Psychoanalysis: Transference and Substitution of Unmet Needs
The person’s early unmet emotional needs – such as the experience of abandonment, neglect, or unresponsive caregiving, become transferred onto symbolic objects or behaviours later in life.
Instead of recognising the deprived state internally, the person attaches value to external substitutes:
- “I am intelligent because I have qualifications.”
- “I am loved because I smile continuously.”
- “I am strong because I can dominate others.”
This substitution mechanism becomes the emotional core of the false-self system, it gives the emotional illusion of fulfilment while preventing real fulfilment.
Self-Affirmation Theory
Self-Affirmation Theory, proposes people are fundamentally motivated to see themselves as good, moral, and competent (having “self-integrity”) and will take actions to protect this self-image, especially when threatened. When facing a threat (like a health message saying they’re unhealthy), individuals can reduce defensiveness and maintain integrity by affirming their worth in an unrelated, valued domain (e.g., their creativity or relationships), rather than denying the threat, thereby allowing for more open processing of information.
It explains the powerful drive to maintain a stable, coherent identity narrative—even when the narrative is false. This is relevant because the individual’s symbolic behaviours protect their sense of integrity.
Dual-Path Models
“Dual-path models” refer to a category of theories and architectural designs used across various fields, including psychology, neuroscience, and deep learning, characterized by the use of two distinct, parallel pathways for processing information or achieving a goal.
Highlight the difference between:
- intuitive/emotional pathways
- deliberative/cognitive pathways
This aligns with our “analogue flow” vs “digital rules” distinction.
Hypodermic Needle Theory
The hypodermic needle theory proposes that media messages are like a “syringe” that directly and automatically injects powerful ideas into a passive audience, with the public having little power to resist the intended influence. This linear model suggests the media can easily shape beliefs and behaviours through direct influence, a concept largely dismissed today for its failure to account for the complexity of audiences, social interactions, and critical thinking
Although outdated, it still illustrates the idea that cultural messages can act as one-directional injections of values and ideals.
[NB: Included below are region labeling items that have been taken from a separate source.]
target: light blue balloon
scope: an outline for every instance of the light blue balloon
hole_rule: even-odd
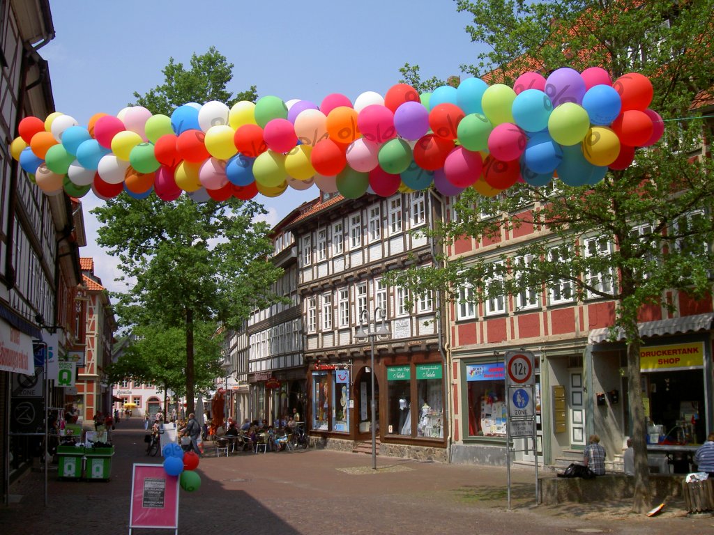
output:
[[[620,115],[622,101],[620,94],[610,86],[600,84],[588,89],[583,97],[583,107],[588,112],[590,122],[607,126]]]
[[[516,124],[526,132],[539,132],[548,128],[553,103],[538,89],[526,89],[516,96],[511,107]]]
[[[101,146],[96,139],[88,139],[79,143],[74,156],[76,156],[79,165],[85,169],[96,170],[102,156],[111,152],[111,149]]]
[[[243,154],[236,154],[226,164],[226,176],[235,185],[248,185],[255,182],[253,175],[254,158],[248,158]]]
[[[70,126],[62,133],[62,146],[70,154],[76,156],[79,146],[90,139],[91,136],[84,126]]]
[[[456,105],[464,113],[483,113],[481,98],[488,84],[480,78],[467,78],[456,88]]]

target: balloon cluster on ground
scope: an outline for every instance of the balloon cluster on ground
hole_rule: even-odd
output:
[[[164,470],[169,476],[178,476],[178,484],[187,492],[201,486],[201,476],[195,471],[200,457],[193,452],[184,452],[177,444],[167,444],[161,449]]]
[[[613,82],[599,67],[562,68],[548,78],[526,73],[513,87],[469,78],[420,95],[398,83],[353,103],[338,93],[319,105],[268,96],[230,108],[188,103],[170,117],[131,106],[86,126],[55,112],[22,119],[11,152],[49,195],[154,192],[170,201],[185,192],[203,202],[316,184],[348,198],[432,185],[491,196],[518,181],[591,185],[626,168],[636,147],[664,131],[652,98],[637,73]]]

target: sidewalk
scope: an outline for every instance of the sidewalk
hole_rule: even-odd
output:
[[[11,487],[21,499],[0,507],[4,533],[129,533],[132,465],[161,462],[146,455],[144,433],[138,417],[117,426],[108,482],[58,481],[51,472],[46,508],[44,474],[25,474]],[[534,472],[528,467],[511,470],[509,511],[503,468],[378,457],[375,473],[371,457],[363,454],[307,449],[219,458],[207,445],[197,469],[201,488],[181,493],[179,533],[698,535],[711,534],[714,526],[714,518],[688,519],[674,507],[650,519],[630,514],[628,504],[538,506]]]

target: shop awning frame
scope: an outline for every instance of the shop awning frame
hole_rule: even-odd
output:
[[[695,314],[691,316],[670,317],[667,320],[658,320],[652,322],[643,322],[638,324],[640,328],[640,336],[648,338],[653,336],[666,336],[678,335],[685,332],[695,332],[711,329],[712,320],[714,320],[714,312],[706,314]],[[588,335],[588,344],[600,344],[608,342],[610,327],[593,329]],[[615,331],[617,338],[615,342],[622,342],[625,340],[625,333],[622,329]]]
It oversimplifies but remains relevant as a conceptual ancestor.
Our point is this: These theories contribute part of the picture but miss the personal micro-dynamics that make the behaviour uniquely patterned in each individual.
The Deeper Argument
Combining all these layers shows:
- The false-self system is constructed from attachment deficits,
- structured by shadow-denial,
- strained by self-concept incongruence,
- maintained by cognitive biases,
- shaped by social narratives,
- emotionally charged through transference,
- and stabilised by identity-preservation mechanisms.
The overall effect is a highly organised but brittle self-structure.